York County’s rail trail spawns intriguing tales
The linkup of the county rail trail with York is only about seven years old, but already there’s a lot to talk about concerning the 20-plus-mile-long path through the heart of York County. http://ycwebserver.york-county.org/Parks/RailTrail.htm
Here’s some miscellaneous meanderings that might intrigue:
— Users seeking to get on the trail from Dallastown/Red Lion and other points east should try the somewhat secluded, but beautiful Glatfelter’s Station parking area.
This site is historic because it’s near where the now-massive Glattfelder clan first settled in York County in 1747. http://www.glattfelder.org It’s closer for motorists coming from many points east than the Seven Valleys and Hanover Junction parking lots, and it’s within a couple of miles from Howard Tunnel, the old train tunnel that’s a must-see site on the trail. It’s also within three miles of another must-see site — the Hanover Junction station. And in between, these two sites, there’s the welcome Serenity Station stop for a sandwich and root beer.
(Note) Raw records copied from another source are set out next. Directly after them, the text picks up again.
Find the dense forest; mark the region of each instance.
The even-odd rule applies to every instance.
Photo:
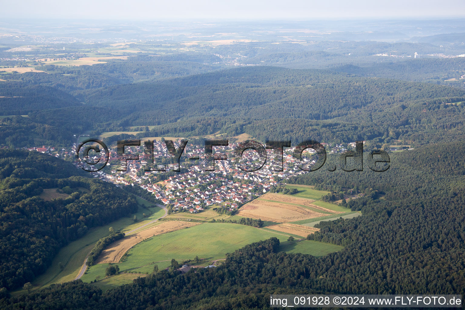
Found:
[[[49,155],[2,149],[0,167],[0,287],[8,290],[44,272],[60,248],[89,229],[138,208],[122,190]]]

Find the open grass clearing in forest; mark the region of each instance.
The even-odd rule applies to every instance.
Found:
[[[14,68],[0,68],[0,72],[6,71],[11,73],[14,73],[13,71],[19,73],[25,73],[26,72],[43,72],[47,73],[45,71],[36,70],[32,67],[16,67]]]
[[[267,193],[261,196],[261,200],[255,199],[241,207],[238,215],[246,218],[260,218],[264,221],[282,223],[318,218],[327,214],[327,213],[320,213],[304,207],[289,204],[285,201],[280,201],[279,199],[280,198],[283,198],[286,201],[289,200],[289,197],[284,195]]]
[[[196,256],[209,261],[223,258],[227,253],[273,237],[284,242],[289,235],[239,224],[203,223],[144,240],[133,246],[122,261],[115,264],[121,271],[151,272],[153,262],[161,269],[168,267],[172,258],[180,263],[193,259]],[[86,282],[97,276],[103,279],[107,267],[107,264],[91,266],[81,279]]]
[[[93,66],[99,64],[106,64],[106,61],[101,61],[100,60],[109,60],[114,59],[126,59],[127,58],[130,57],[128,56],[104,56],[102,57],[81,57],[77,59],[58,59],[56,60],[53,60],[53,59],[37,59],[36,62],[41,61],[40,63],[41,65],[54,65],[55,66]]]
[[[320,201],[315,202],[314,200],[305,198],[296,197],[293,195],[284,195],[274,193],[267,193],[265,195],[257,198],[259,200],[287,204],[292,205],[306,208],[309,210],[319,213],[331,214],[337,213],[339,212],[345,211],[346,208],[344,208],[344,211],[336,210],[339,209],[339,206],[328,204],[322,205]],[[315,203],[317,202],[317,203]]]
[[[318,190],[313,189],[312,188],[312,186],[310,185],[287,184],[286,185],[285,187],[286,188],[288,188],[289,189],[295,188],[299,191],[299,192],[292,195],[293,196],[301,197],[302,198],[306,198],[307,199],[311,199],[313,200],[318,200],[321,199],[321,197],[329,193],[329,191],[319,191]]]
[[[143,203],[148,210],[140,207],[136,213],[122,218],[106,225],[92,228],[89,230],[84,237],[62,248],[53,258],[51,265],[46,272],[32,282],[33,286],[33,290],[54,283],[73,281],[80,270],[86,256],[93,248],[95,243],[100,238],[108,236],[108,229],[110,227],[113,227],[115,231],[124,230],[125,227],[130,227],[134,224],[140,225],[143,224],[143,221],[134,224],[133,219],[134,215],[138,218],[143,218],[143,213],[152,212],[153,213],[152,216],[146,220],[149,221],[151,220],[152,217],[158,216],[159,218],[165,214],[163,209],[155,206],[152,203],[140,198],[136,198],[136,199],[138,204],[141,205]],[[60,268],[60,263],[64,266],[62,270]],[[22,289],[19,289],[13,292],[12,294],[16,296],[22,294],[24,291]]]
[[[321,200],[314,201],[312,203],[312,204],[319,207],[322,207],[323,208],[325,208],[326,209],[335,211],[336,212],[350,212],[351,211],[348,208],[345,208],[340,205],[338,205],[337,204],[330,204],[329,202],[322,201]]]
[[[44,200],[46,200],[47,201],[50,201],[52,199],[57,198],[66,199],[69,197],[69,195],[67,194],[59,193],[57,192],[57,190],[58,189],[58,187],[55,187],[53,188],[44,188],[44,191],[39,195],[39,197]]]
[[[102,291],[105,291],[124,284],[131,284],[134,279],[146,276],[145,274],[120,273],[118,275],[106,277],[95,282],[93,284]]]
[[[308,227],[314,227],[317,224],[319,224],[321,222],[325,222],[326,221],[335,221],[336,220],[339,219],[340,218],[356,218],[358,216],[360,216],[361,215],[361,213],[359,213],[358,212],[350,212],[347,213],[345,213],[343,215],[341,215],[334,218],[324,218],[318,221],[315,221],[314,222],[312,222],[311,223],[308,223],[306,224],[302,224],[303,226],[307,226]]]
[[[109,137],[111,137],[112,136],[116,136],[117,135],[122,134],[123,133],[135,135],[139,132],[103,132],[102,133],[101,133],[100,135],[99,136],[99,139],[103,139],[103,138],[108,138]]]
[[[299,242],[286,241],[279,244],[279,251],[286,253],[301,253],[313,256],[324,256],[344,249],[341,245],[303,240]]]
[[[313,227],[290,223],[283,223],[282,224],[278,224],[277,225],[271,225],[267,226],[266,228],[269,229],[272,229],[274,231],[281,231],[285,233],[297,235],[302,237],[306,237],[309,235],[314,233],[319,230],[318,228],[314,228]]]
[[[109,245],[99,257],[96,264],[118,263],[129,249],[143,240],[157,235],[175,231],[199,224],[195,222],[168,221],[131,235]]]

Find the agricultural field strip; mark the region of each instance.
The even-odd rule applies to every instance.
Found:
[[[272,198],[272,199],[280,198],[280,195],[271,195],[267,193],[262,196],[264,198]],[[274,199],[272,199],[274,198]],[[323,213],[315,211],[308,208],[289,204],[283,202],[269,202],[268,199],[256,199],[241,207],[239,215],[252,218],[260,218],[262,220],[277,223],[291,222],[296,220],[305,219],[320,217]],[[327,213],[326,213],[327,214]]]
[[[278,234],[278,235],[282,235],[283,236],[289,236],[294,237],[294,238],[297,238],[298,239],[301,239],[302,237],[301,236],[298,236],[294,234],[291,234],[289,233],[285,233],[282,231],[275,231],[274,229],[271,229],[268,227],[263,227],[262,228],[259,228],[262,230],[266,231],[269,231],[270,232],[272,232],[273,233]]]
[[[355,213],[357,213],[356,211],[351,211],[350,212],[346,212],[343,213],[340,213],[337,215],[337,218],[339,218],[343,217],[344,216]],[[298,221],[292,221],[292,222],[289,222],[289,223],[293,224],[299,224],[299,225],[304,225],[304,224],[313,223],[313,222],[317,222],[318,221],[330,220],[330,219],[332,219],[335,218],[336,218],[336,217],[332,215],[326,215],[325,216],[319,217],[319,218],[307,218],[306,219],[299,220]]]
[[[269,202],[277,202],[277,203],[284,203],[284,204],[292,204],[292,205],[297,205],[297,206],[299,206],[299,207],[302,207],[303,208],[306,208],[307,209],[311,210],[312,211],[314,211],[315,212],[318,212],[318,213],[325,213],[325,214],[335,214],[335,213],[339,213],[337,211],[331,212],[331,211],[332,210],[328,210],[327,211],[326,211],[326,210],[327,210],[328,209],[326,209],[325,208],[323,208],[322,207],[320,207],[320,206],[317,206],[317,205],[315,205],[314,204],[311,204],[310,205],[306,205],[305,204],[293,204],[293,203],[291,203],[291,202],[283,202],[283,201],[277,201],[276,200],[269,200],[268,199],[263,199],[262,198],[257,198],[256,200],[264,200],[265,201],[268,201]],[[314,206],[314,207],[313,206]]]
[[[128,237],[124,237],[110,244],[103,250],[96,264],[118,263],[129,250],[146,239],[167,232],[200,224],[182,221],[170,221],[155,227],[144,230]]]
[[[282,231],[285,233],[293,234],[303,237],[306,237],[308,235],[319,230],[318,228],[303,226],[296,224],[288,224],[287,223],[272,225],[267,226],[266,228],[269,229]]]

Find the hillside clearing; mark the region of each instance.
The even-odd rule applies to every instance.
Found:
[[[199,224],[182,221],[169,221],[131,235],[110,244],[102,252],[96,264],[118,263],[128,250],[146,239],[156,235],[174,231]]]

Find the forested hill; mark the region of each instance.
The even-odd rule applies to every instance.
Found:
[[[320,169],[292,180],[366,194],[348,202],[363,216],[320,223],[309,238],[344,245],[338,252],[286,254],[272,238],[228,254],[217,268],[162,271],[105,293],[80,282],[53,285],[5,298],[2,308],[226,310],[268,309],[270,294],[464,295],[464,152],[463,143],[425,146],[392,154],[390,173]]]
[[[24,83],[0,83],[0,115],[27,114],[34,111],[81,104],[71,95],[53,87]]]
[[[0,167],[0,287],[30,282],[60,247],[137,209],[122,190],[48,155],[1,149]]]

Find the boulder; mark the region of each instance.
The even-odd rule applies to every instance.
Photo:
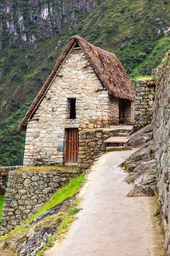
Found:
[[[54,227],[41,227],[20,251],[18,256],[34,256],[56,230]]]
[[[144,186],[142,184],[134,184],[125,196],[153,196],[154,195],[153,190],[150,186]]]
[[[150,124],[134,133],[129,137],[129,145],[133,148],[140,148],[153,137],[152,125]]]

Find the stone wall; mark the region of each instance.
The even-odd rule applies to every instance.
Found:
[[[134,130],[151,122],[155,92],[155,79],[137,81],[136,90]]]
[[[157,161],[159,191],[162,231],[167,256],[170,255],[170,51],[159,66],[153,104],[153,137]]]
[[[134,102],[127,99],[119,100],[119,119],[120,123],[132,125],[134,122]]]
[[[10,171],[0,235],[8,233],[40,209],[54,193],[79,172],[28,173]]]
[[[76,118],[68,119],[71,99],[76,99]],[[98,127],[102,120],[119,119],[118,108],[110,107],[108,91],[80,49],[73,50],[59,76],[27,127],[24,165],[42,159],[45,163],[64,161],[66,129]],[[114,101],[118,104],[118,99]],[[112,117],[112,115],[113,117]]]
[[[9,172],[12,170],[18,169],[21,167],[22,166],[20,166],[0,167],[0,195],[2,195],[5,192],[7,177],[8,176]]]
[[[78,170],[85,172],[93,164],[95,159],[105,149],[103,142],[112,136],[118,136],[120,133],[130,131],[125,128],[82,131],[79,133],[79,155]]]

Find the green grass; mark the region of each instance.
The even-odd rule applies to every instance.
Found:
[[[0,166],[22,164],[26,133],[20,132],[18,127],[71,36],[80,35],[115,53],[134,82],[141,77],[150,76],[152,69],[158,67],[170,48],[169,35],[165,36],[163,29],[169,26],[170,1],[122,0],[120,5],[118,0],[97,0],[91,12],[85,7],[73,6],[67,13],[62,11],[67,10],[62,8],[67,1],[61,1],[60,7],[54,0],[46,2],[51,5],[54,12],[60,13],[61,29],[53,23],[51,16],[40,23],[28,18],[29,13],[32,17],[41,15],[43,0],[38,0],[34,6],[28,2],[13,0],[9,4],[12,15],[11,11],[7,14],[0,12],[3,28],[0,35],[0,73],[3,71],[0,76]],[[2,10],[4,2],[3,0]],[[33,44],[21,40],[23,32],[14,18],[18,10],[24,17],[24,33],[36,37]],[[76,20],[76,28],[74,22],[63,22],[63,17],[69,20],[71,15]],[[5,20],[9,17],[18,33],[18,39],[14,40],[14,35],[8,31]],[[45,35],[41,35],[40,31]],[[59,41],[61,44],[58,47]]]
[[[0,196],[0,221],[1,220],[2,214],[3,212],[3,202],[4,201],[5,194]]]
[[[43,255],[43,253],[48,247],[52,247],[55,241],[57,239],[60,239],[61,236],[68,231],[71,224],[75,219],[74,215],[78,212],[81,209],[80,208],[76,207],[78,203],[77,200],[76,200],[71,203],[69,209],[64,214],[62,217],[62,221],[57,229],[58,232],[57,234],[51,236],[36,255]]]
[[[24,228],[26,224],[32,221],[41,213],[44,212],[58,204],[60,204],[60,203],[61,203],[63,200],[74,195],[79,189],[80,184],[84,179],[85,176],[85,174],[83,173],[79,177],[71,180],[68,185],[57,190],[49,201],[40,209],[37,212],[27,219],[14,230],[12,230],[8,234],[5,235],[3,237],[0,237],[0,241],[4,241],[14,236],[17,235],[18,233],[23,232],[28,229],[29,229],[29,227]]]
[[[18,169],[17,172],[32,172],[42,173],[49,172],[51,171],[56,172],[75,172],[77,169],[77,166],[76,165],[72,166],[62,166],[57,165],[56,166],[29,166],[25,167],[22,167],[20,169]]]

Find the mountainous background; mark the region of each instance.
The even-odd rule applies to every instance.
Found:
[[[22,164],[17,129],[69,38],[114,52],[131,79],[170,48],[170,0],[0,0],[0,166]]]

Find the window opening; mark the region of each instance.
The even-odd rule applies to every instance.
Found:
[[[75,119],[76,118],[76,99],[70,99],[70,119]]]

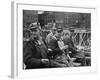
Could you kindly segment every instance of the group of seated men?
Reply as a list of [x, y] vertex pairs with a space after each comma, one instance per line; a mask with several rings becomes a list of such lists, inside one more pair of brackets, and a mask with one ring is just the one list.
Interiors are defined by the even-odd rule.
[[74, 67], [77, 62], [86, 65], [84, 53], [77, 50], [69, 34], [63, 36], [62, 27], [53, 26], [45, 40], [36, 23], [30, 24], [30, 32], [30, 41], [23, 49], [25, 69]]

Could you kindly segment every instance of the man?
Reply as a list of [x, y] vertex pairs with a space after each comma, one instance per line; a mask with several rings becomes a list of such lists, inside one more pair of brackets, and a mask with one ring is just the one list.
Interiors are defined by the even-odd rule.
[[68, 32], [66, 36], [63, 39], [64, 44], [68, 45], [69, 52], [71, 52], [69, 55], [72, 58], [76, 58], [75, 62], [80, 62], [82, 66], [86, 65], [85, 55], [81, 51], [79, 51], [72, 41], [71, 33]]
[[50, 42], [51, 39], [55, 38], [55, 34], [56, 34], [56, 27], [53, 26], [52, 29], [51, 29], [51, 32], [46, 37], [46, 43], [47, 44]]
[[48, 50], [40, 37], [37, 23], [30, 24], [31, 38], [23, 50], [26, 69], [47, 68], [50, 65]]

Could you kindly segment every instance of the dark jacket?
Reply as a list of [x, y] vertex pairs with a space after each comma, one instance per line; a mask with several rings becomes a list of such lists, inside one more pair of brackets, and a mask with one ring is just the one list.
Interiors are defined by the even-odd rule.
[[26, 69], [44, 68], [45, 65], [41, 63], [41, 59], [47, 59], [47, 53], [48, 51], [44, 44], [38, 46], [34, 41], [29, 41], [23, 50], [23, 61]]

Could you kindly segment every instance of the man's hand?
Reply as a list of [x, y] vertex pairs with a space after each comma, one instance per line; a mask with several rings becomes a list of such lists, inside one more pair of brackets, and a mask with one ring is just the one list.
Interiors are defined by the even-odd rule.
[[48, 65], [49, 59], [41, 59], [42, 64]]

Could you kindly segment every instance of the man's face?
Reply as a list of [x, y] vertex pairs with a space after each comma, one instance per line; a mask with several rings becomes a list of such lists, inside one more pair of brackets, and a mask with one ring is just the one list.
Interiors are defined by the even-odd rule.
[[39, 38], [39, 30], [37, 28], [33, 29], [31, 33], [32, 33], [32, 35], [31, 35], [32, 40], [34, 40], [34, 39], [36, 40]]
— Speaking of the tunnel, it’s worth another visit if you were one of those folks, like myself, who were jolted in the trail’s early years when kids jumped screaming out of the alcove in the tunnel’s middle… .
The recessed area was originally intended to give an outlet for pedestrians to get out of the way of oncoming trains. In recent years, it has been gated to keep hiders from scaring users.
— And speaking of the Hanover Junction station, trail users at one time could purchase items at a small gift shop there. Last time I visited, the shop was gone.
No problem with that. I was amazed during several visits a few years ago to see that most Civil War-related memorabilia sold was linked to the Confederates, trinkets adorned with flags and all. Who were the good guys and who were the bad guys on June 27, 1863? The guys in gray — the mounted White’s Comanches — damaged the station and telegraph lines that day.
Simply put, White’s men weren’t nice guys. They were scary, seasoned killers.
Indeed, America’s veneration of rebel generals and troops is inexplicable.
Anyway, today, Hanover Junction station serves as a small museum, very well done.